Et quand, à la fin, elle se décida à reporter ses regards sur le pauvre mutilé, l’épouvantable réalité la renversa : elle demeura évanouie auprès de la couche sanglante de son bien-aimé.

Violette fut trois jours en proie à un délire qui inquiéta fort le chirurgien-major. Pendant trois jours elle demeura sous les soins et la surveillance constante d’une garde-malade.

Et pendant ces trois jours on s’occupait activement de Jules Marion. On coupait ses chairs, on lavait ses plaies, on posait bandages sur bandages, on tentait de conserver la vie au lieutenant.

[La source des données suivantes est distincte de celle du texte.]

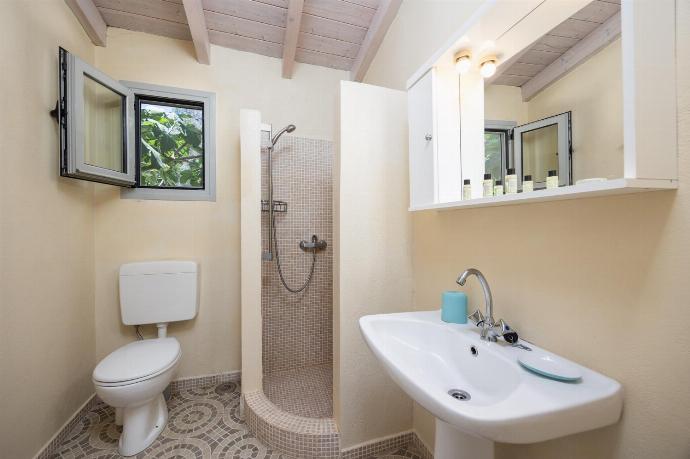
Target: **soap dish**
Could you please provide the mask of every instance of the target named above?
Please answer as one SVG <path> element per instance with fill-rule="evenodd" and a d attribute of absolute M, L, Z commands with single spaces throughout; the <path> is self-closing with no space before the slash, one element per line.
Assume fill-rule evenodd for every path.
<path fill-rule="evenodd" d="M 546 354 L 526 354 L 518 357 L 518 363 L 539 376 L 556 381 L 576 382 L 582 379 L 582 371 L 577 366 L 558 357 Z"/>

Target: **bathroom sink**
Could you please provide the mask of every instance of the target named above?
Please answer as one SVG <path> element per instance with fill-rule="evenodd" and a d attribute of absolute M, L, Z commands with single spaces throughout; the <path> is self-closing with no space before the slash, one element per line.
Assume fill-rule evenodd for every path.
<path fill-rule="evenodd" d="M 620 417 L 617 381 L 567 361 L 579 369 L 579 381 L 531 373 L 518 363 L 521 354 L 558 358 L 531 343 L 520 340 L 528 351 L 481 340 L 477 327 L 442 322 L 440 311 L 365 316 L 359 325 L 395 382 L 437 418 L 437 457 L 460 457 L 438 451 L 439 435 L 448 427 L 491 442 L 485 445 L 491 454 L 484 455 L 491 457 L 493 442 L 540 442 L 614 424 Z"/>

Au bout de ces trois jours, le chirurgien-major avait dit à Violette qui se remettait :

— Je n’affirme pas qu’il en reviendra, mais il est permis d’avoir un peu d’espoir.

Et il ajouta avec une sincère sympathie :

— Ah ! mademoiselle Spalding quels soins délicats il faudra avoir pour le malade !

— Je suis là, monsieur le Major, j’ai repris mes forces ; et, si vous le permettez, dès ce jour je me consacre exclusivement à lui.

Violette avait prononcé ces paroles avec un accent d’énergie qui émerveilla le chirurgien.

Et comme Jules allait être transporté ailleurs, vers les hôpitaux permanents, Violette obtint sans peine la permission de suivre le pauvre blessé.

C’est ainsi que, quelques jours après, Jules Marion était définitivement placé dans l’un des plus grands hôpitaux de Paris.

Violette l’avait suivi là, le soignant, le veillant jour et nuit avec un dévouement, une ardeur que seul un amour véritable peut mettre au cœur d’une femme.

Elle avait suivi Jules comme la vaillante et sublime Mère avait suivi son Fils sur le Calvaire !

Et durant trois mois Violette n’avait pas laissé son cher blessé, — ce blessé qui, tout le temps, n’avait vécu que d’une vie factice, d’une vie qu’un souffle peut effacer.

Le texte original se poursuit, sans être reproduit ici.